Dan ibnu hajar melanjutkan :
واختلف علماء أهل الشام في صفة إحيائها على قولين: أحدهما: أنه يستحب إحياؤها جماعة في المسجد. كان خالد بن معدان ولقمان بن عامر وغيرهما يلبسون فيها أحسن ثيابهم ويتبخرون ويكتحلون ويقومون في المسجد ليلتهم تلك. ووافقهم إسحاق بن راهوية في ذلك وقال في قيامها في المساجد جماعة: ليس ذلك ببدعة.
Ulama Syam berbeda pendapat dalam menghidupkan malam Nishfu Sya’ban :
Pendapat Pertama : Disunnahkan menghidupkannya secara berjamaah di masjid. Dan para ulama tersebut di atas mereka mengenakan pakaian yang paling bagus yang mereka miliki serta membakar kayu harum dan menggunakan celak. Mereka melakukan shalat di masjid pada malam itu. Dan pendapat ini di setujui oleh Ishaq Ibnu Rahawih dan beliau berkata ”Ini bukanlah sebuah bid’ah”
وقال الشافعي: بلغنا أن الدعاء يستجاب في خمس ليال: ليلة الجمعة، والعيدين، وأول رجب، ونصف شعبان
Berkata Imam Syafi’i : Telah sampai berita kepada kami bahwa doa akan di Kabul di lima malam, malam jum’at, malam 2 hari raya, dan Awal Rajab Dan Nifsu Sya’ban.
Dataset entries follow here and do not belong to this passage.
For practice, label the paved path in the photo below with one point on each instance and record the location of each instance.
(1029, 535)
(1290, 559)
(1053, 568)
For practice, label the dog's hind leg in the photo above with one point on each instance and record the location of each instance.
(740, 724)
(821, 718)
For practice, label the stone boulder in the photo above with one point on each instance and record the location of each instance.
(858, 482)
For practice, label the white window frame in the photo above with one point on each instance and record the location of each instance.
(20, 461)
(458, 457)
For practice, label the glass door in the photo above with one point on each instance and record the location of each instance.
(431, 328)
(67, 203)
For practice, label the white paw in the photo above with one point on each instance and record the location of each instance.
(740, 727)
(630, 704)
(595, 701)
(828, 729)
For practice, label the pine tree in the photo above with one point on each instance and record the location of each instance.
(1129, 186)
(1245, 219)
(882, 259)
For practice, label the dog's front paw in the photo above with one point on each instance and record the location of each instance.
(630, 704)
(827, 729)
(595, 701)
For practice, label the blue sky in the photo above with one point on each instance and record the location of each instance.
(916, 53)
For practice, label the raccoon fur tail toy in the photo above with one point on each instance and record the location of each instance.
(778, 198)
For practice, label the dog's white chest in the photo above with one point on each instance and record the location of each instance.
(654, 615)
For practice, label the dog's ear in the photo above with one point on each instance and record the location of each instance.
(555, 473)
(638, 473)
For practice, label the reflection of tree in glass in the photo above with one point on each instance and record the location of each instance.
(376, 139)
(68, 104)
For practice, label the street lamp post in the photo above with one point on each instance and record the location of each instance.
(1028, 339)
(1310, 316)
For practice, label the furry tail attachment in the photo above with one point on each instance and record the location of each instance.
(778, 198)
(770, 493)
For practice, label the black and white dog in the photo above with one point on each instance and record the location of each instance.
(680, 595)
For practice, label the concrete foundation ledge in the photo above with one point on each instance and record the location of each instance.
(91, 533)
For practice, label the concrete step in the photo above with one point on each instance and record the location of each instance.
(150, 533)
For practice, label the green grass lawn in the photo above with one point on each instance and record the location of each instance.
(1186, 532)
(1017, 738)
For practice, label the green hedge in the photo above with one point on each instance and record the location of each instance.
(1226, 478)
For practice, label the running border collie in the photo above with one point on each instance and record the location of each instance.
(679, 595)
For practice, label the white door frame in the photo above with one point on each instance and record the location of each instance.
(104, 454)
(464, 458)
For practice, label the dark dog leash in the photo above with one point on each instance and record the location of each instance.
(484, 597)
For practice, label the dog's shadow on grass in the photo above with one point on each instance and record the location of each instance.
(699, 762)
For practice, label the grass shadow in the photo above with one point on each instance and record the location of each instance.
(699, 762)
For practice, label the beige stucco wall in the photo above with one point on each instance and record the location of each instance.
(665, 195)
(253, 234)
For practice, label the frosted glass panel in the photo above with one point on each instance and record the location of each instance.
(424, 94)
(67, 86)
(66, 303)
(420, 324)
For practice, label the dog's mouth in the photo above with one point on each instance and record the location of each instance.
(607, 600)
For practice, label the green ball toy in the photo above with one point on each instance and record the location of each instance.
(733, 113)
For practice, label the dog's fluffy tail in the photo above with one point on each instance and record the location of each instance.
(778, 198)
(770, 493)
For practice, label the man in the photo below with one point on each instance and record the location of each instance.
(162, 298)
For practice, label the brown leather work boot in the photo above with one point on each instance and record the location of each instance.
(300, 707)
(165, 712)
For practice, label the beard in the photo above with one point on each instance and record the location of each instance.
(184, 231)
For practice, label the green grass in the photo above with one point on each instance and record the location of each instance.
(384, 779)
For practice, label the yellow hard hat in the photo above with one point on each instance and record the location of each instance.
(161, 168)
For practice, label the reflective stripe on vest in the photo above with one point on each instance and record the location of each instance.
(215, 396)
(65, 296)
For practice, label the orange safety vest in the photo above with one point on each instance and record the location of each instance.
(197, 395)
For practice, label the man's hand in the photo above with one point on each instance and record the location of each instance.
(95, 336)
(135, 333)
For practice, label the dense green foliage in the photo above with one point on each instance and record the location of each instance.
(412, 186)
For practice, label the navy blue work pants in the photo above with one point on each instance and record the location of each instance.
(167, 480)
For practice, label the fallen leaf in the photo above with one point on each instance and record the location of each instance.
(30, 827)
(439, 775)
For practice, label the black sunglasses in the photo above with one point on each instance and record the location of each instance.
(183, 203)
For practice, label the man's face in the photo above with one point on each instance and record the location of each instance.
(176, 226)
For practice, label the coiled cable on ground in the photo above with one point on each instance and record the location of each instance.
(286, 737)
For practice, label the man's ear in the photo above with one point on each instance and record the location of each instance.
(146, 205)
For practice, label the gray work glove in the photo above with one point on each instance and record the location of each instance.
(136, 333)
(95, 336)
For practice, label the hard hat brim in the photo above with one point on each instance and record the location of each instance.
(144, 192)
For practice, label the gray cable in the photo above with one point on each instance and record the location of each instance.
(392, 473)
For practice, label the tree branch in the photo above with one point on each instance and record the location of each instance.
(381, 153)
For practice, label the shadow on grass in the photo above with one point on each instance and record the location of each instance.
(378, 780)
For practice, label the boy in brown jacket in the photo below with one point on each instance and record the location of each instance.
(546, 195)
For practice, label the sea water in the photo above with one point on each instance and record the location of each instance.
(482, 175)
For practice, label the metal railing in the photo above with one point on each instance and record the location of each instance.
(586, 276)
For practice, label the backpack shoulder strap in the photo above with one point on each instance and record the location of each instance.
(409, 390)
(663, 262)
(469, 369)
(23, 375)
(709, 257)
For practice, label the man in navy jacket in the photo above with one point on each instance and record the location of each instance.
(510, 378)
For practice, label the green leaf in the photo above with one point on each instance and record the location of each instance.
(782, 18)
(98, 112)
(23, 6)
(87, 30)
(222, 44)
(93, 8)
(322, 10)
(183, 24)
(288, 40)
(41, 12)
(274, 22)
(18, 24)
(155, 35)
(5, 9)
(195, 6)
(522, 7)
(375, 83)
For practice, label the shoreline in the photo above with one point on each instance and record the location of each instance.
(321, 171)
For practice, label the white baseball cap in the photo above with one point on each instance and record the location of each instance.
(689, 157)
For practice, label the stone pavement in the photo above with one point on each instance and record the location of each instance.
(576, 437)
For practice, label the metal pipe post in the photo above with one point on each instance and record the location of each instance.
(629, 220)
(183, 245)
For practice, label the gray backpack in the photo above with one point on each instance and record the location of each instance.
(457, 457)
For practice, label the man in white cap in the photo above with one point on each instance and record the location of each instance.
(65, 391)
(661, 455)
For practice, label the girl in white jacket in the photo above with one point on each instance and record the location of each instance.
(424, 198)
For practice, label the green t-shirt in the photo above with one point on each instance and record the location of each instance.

2. Imam Adz-Dzahabi dalam kitabnya Tadzkiratul Khufadz juz 4 hal 1328 disaat menjelakan biografinya Ibnu Asyakir beliau katakana :
أبو القاسم بن عساكر، صاحب التصانيف ….قال ولده المحدِّث بهاء الدين القاسم: كان أبي رحمه الله مواظباً على الجماعة والتلاوة، يَختم كل جمعة، ويختم في رمضان كل يوم، ويعتكف في المنارة الشرقية – من جامع دمشق -،وكان كثير النوافل والأذكار، ويُحيي ليلة النصف – من شعبان – والعيد بالصلاة والذكر
“Ibnu Asyakir adalah seorang hafidz muhaddits Syam yang mempunyai banyak karangan, berkata putra Ibnu Asyakir, yaitu Baha Uddin Al-Qasim berkata “Ayahku (Ibnu Asyakir) selalu berjamaah serta membaca Al-Qur’an dan hatam setiap jum’at dan setiap hari di bulan ramadhan dan selalu ber i’tikaf di menara Asyarqiyah di Damaskus. Beliau selalu memperbanyak shalat sunnah dan dzikir serta menghidupkan malam Nishfu sya’ban dan malam ‘id dengan shalat dan dzikir .
3. Berkata Imam Ibnu Haj dalam kitabnya Al-Madkhal juz 1 hal 257 :
وبالجملة فهذه الليلة وإن لم تكن ليلة القدر فلها فضل عظيم وخير جسم، وكان السلف رضي الله عنهم يعظّمونها ويشمّرون لها قبل إتيانها، فما تأتيهم إلا وهم متأهّبون للقائها والقيام بحرمتها، على ما قد عُلم من احترامهم للشعائر… ))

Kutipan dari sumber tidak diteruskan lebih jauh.